[CVPR 2021] Involution: Inverting the Inherence of Convolution for Visual Recognition, a brand new neural operator

Overview

involution

Official implementation of a neural operator as described in Involution: Inverting the Inherence of Convolution for Visual Recognition (CVPR'21)

By Duo Li, Jie Hu, Changhu Wang, Xiangtai Li, Qi She, Lei Zhu, Tong Zhang, and Qifeng Chen

TL; DR. involution is a general-purpose neural primitive that is versatile for a spectrum of deep learning models on different vision tasks. involution bridges convolution and self-attention in design, while being more efficient and effective than convolution, simpler than self-attention in form.

Getting Started

This repository is fully built upon the OpenMMLab toolkits. For each individual task, the config and model files follow the same directory organization as mmcls, mmdet, and mmseg respectively, so just copy-and-paste them to the corresponding locations to get started.
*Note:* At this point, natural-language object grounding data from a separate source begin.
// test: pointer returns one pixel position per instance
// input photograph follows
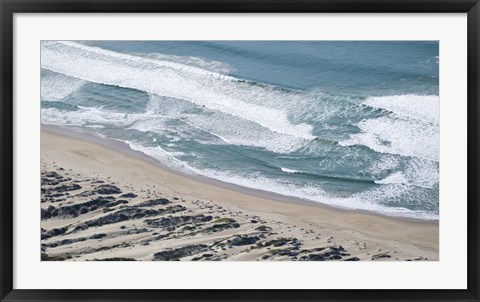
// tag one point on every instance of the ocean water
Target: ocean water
(351, 124)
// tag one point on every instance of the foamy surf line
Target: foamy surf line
(252, 187)
(201, 87)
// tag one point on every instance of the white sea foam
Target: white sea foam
(424, 107)
(213, 90)
(398, 135)
(395, 178)
(286, 170)
(367, 202)
(55, 87)
(165, 158)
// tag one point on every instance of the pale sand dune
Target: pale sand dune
(305, 226)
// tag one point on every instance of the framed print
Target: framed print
(243, 150)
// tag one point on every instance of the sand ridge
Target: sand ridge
(102, 204)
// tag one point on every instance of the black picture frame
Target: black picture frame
(10, 7)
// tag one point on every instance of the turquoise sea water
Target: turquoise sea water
(349, 124)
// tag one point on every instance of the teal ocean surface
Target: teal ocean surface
(348, 124)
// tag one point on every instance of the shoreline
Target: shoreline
(122, 147)
(289, 223)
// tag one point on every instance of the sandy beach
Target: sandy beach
(100, 203)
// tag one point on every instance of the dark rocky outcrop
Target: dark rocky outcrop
(53, 232)
(165, 222)
(176, 254)
(108, 189)
(128, 195)
(244, 240)
(153, 202)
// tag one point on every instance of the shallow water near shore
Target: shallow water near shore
(348, 124)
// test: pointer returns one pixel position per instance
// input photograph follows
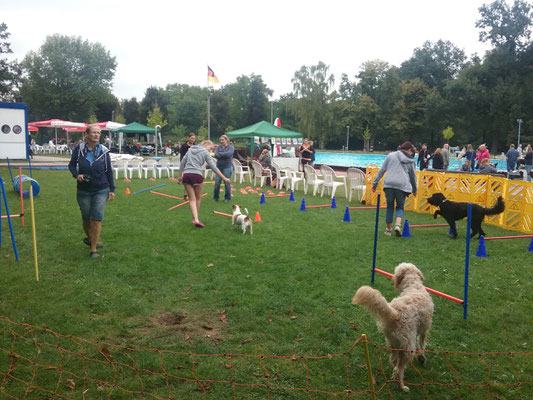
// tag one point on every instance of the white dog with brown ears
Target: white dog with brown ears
(405, 321)
(241, 219)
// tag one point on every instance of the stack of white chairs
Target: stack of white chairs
(149, 166)
(332, 181)
(119, 165)
(174, 164)
(134, 165)
(240, 171)
(311, 178)
(162, 166)
(294, 178)
(356, 182)
(281, 175)
(260, 173)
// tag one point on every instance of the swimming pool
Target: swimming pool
(362, 160)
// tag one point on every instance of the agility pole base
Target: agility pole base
(433, 291)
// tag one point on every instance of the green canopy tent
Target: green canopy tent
(262, 129)
(134, 128)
For example, in terms of evaluating detectors

git clone https://github.com/open-mmlab/mmdetection # and install

cp det/mmdet/models/backbones/* mmdetection/mmdet/models/backbones
cp det/mmdet/models/necks/* mmdetection/mmdet/models/necks
cp det/mmdet/models/utils/* mmdetection/mmdet/models/utils

cp det/configs/_base_/models/* mmdetection/mmdet/configs/_base_/models
cp det/configs/_base_/schedules/* mmdetection/mmdet/configs/_base_/schedules
cp det/configs/involution mmdetection/mmdet/configs -r

cd mmdetection
# evaluate checkpoints
bash tools/dist_test.sh ${CONFIG_FILE} ${CHECKPOINT_FILE} ${GPU_NUM} [--out ${RESULT_FILE}] [--eval ${EVAL_METRICS}]

For more detailed guidance, please refer to the original mmcls, mmdet, and mmseg tutorials.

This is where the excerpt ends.